Ethics Commission throws out three exhibits in complaint against AISD

The Texas Ethics Commission won’t consider three of the four issues cited in a complaint against the Austin school district, saying the allegations, if true, don’t constitute violations.

The Travis County Taxpayers Union, and community member Karen Flanagan, alleged district employees had violated the Election Code by using public resources to lobby voters to support the school district’s $1.1 billion bond package.

Election Day is Tuesday.

In its complaint, the group says flyers, stickers, letters and emails sent to parents or community members did not contain a disclaimer required by Texas election law, and that the materials amount to illegal lobbying by the district. They also alleged the district has used public funds and resources to advocate for the bond.

The commission said the allegations related to three of the four exhibits would not be considered because “the complaint does not state, on its face, an allegation that, if true, constitutes violation.” The commission also said there wasn’t evidence to indicate the district authorized, approved or caused to be published the communication in the examples provided by the group.

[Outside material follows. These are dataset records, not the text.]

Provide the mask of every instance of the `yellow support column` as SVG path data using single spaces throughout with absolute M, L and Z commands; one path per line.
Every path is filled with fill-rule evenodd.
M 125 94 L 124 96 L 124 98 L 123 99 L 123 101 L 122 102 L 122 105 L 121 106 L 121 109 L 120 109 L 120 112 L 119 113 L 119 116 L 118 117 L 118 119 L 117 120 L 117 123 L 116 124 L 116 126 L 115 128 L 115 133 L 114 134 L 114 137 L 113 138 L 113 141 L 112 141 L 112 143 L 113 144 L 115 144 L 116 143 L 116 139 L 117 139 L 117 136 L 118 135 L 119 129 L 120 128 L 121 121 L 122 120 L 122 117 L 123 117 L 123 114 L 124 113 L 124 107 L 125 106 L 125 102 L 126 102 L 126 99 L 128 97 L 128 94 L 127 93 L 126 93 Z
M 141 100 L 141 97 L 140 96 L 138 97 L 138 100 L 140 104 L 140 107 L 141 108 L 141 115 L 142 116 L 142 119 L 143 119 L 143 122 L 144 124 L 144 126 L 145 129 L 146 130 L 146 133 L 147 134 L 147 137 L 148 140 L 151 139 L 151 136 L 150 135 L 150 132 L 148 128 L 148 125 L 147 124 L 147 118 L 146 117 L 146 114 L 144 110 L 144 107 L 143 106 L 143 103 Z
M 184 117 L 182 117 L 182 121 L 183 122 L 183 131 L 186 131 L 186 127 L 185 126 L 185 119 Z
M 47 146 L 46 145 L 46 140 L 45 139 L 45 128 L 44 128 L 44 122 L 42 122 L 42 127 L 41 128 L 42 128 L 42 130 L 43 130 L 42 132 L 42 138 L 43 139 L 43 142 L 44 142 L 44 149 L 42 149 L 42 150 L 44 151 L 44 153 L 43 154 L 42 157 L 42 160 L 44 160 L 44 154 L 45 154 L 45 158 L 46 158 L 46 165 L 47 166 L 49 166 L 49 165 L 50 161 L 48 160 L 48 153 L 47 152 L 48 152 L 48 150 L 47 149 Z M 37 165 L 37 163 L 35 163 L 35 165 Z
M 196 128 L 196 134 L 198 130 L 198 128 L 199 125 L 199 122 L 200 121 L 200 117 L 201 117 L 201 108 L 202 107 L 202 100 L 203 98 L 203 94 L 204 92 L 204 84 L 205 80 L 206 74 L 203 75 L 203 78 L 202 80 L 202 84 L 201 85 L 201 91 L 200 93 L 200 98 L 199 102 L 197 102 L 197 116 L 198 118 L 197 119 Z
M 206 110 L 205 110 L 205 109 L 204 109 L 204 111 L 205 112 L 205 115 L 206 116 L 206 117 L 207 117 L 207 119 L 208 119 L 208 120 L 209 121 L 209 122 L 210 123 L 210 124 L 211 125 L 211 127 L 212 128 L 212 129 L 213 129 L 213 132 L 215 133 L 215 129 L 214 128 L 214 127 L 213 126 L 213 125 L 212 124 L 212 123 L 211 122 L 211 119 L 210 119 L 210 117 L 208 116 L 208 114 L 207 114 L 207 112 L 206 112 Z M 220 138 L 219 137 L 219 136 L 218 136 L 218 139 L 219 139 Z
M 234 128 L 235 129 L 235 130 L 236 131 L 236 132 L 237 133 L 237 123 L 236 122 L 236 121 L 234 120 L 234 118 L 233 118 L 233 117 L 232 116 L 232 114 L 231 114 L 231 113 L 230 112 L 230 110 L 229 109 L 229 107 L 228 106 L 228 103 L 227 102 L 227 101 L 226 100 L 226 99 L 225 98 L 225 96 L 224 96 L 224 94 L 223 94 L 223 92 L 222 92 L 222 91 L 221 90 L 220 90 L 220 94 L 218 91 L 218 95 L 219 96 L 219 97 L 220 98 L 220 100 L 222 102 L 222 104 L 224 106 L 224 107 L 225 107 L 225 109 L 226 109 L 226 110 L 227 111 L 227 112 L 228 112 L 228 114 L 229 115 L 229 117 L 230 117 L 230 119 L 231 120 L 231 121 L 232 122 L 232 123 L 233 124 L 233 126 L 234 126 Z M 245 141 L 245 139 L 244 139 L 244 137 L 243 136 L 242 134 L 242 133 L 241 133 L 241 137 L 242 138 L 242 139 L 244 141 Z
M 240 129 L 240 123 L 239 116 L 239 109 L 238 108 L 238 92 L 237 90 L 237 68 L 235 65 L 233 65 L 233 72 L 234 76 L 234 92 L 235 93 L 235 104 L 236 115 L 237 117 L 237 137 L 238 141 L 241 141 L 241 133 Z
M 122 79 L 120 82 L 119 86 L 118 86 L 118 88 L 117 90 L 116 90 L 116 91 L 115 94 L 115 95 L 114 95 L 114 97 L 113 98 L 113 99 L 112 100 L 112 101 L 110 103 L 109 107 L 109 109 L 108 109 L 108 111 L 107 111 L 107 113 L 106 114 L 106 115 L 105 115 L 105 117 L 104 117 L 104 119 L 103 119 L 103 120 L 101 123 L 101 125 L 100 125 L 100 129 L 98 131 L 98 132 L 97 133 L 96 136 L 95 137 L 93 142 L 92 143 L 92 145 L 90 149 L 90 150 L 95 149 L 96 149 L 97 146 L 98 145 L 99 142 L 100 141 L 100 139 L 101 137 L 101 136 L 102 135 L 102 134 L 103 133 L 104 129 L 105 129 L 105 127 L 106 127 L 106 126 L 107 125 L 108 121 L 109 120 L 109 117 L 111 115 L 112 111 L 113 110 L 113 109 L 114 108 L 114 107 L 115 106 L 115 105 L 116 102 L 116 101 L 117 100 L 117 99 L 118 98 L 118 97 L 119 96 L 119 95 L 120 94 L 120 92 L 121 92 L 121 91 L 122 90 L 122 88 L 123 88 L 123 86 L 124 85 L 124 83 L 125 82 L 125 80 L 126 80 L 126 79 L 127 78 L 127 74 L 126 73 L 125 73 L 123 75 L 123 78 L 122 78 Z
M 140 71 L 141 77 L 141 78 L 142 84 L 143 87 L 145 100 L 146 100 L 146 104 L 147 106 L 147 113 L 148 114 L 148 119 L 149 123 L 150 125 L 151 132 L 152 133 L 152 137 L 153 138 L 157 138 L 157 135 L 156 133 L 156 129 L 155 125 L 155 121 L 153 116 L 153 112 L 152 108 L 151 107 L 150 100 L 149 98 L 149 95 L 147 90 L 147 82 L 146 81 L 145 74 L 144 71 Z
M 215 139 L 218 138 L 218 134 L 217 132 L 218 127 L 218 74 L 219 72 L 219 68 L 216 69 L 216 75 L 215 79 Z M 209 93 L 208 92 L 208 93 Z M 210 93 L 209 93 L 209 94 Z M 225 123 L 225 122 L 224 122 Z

Click here to view the documents at issue

The commission has not weighed in on a fourth exhibit, an email from Superintendent Paul Cruz to former parents and community members.

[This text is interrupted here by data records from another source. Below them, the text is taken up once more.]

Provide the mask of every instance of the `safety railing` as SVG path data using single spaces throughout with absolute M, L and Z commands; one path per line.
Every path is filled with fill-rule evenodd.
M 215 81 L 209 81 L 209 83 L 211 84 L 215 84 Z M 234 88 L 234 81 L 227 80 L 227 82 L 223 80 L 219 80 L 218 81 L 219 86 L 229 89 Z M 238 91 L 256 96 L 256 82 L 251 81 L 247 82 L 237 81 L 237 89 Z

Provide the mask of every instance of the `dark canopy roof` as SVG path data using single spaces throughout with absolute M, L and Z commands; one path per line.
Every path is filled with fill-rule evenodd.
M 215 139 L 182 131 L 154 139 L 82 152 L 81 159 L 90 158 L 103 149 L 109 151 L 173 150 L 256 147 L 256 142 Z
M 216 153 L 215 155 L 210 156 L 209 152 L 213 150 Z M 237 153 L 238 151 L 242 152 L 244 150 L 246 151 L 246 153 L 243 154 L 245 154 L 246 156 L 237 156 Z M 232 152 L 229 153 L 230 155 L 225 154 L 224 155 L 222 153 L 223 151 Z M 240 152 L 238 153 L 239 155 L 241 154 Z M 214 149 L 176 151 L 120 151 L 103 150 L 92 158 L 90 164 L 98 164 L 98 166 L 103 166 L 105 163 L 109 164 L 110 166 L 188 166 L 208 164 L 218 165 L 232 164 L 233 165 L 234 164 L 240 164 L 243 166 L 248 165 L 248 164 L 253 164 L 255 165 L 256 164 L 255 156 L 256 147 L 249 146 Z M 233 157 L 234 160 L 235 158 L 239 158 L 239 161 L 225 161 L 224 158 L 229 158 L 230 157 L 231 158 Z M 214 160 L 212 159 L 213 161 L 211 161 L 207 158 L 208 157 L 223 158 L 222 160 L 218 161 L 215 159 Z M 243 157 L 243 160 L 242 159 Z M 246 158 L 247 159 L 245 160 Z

A call made to Roger Borgelt, the lawyer representing the group in the complaint, was not immediately returned Monday evening.

“Obviously we’re disappointed that they ignored the Davis Elementary flyer. It’s false advertisement,” said Don Zimmerman, who leaders the taxpayers’ union. “At least they’re still looking at the Paul Cruz email. That’s something encouraging.”

The Davis flyer included a sentence that inaccurately stated the bond would lead to “no additional taxes.” It had been prepared by a couple of parents and did not go through the approval process, as it should have, before it was sent home with students, according to a school email. The flyer was supposed to say the bond would not raise the district’s tax rate.

Under state law, districts are allowed to circulate factual information about bond elections, but cannot use public resources for political advocacy.

The group also had asked for a criminal investigation of district employees for the same reasons.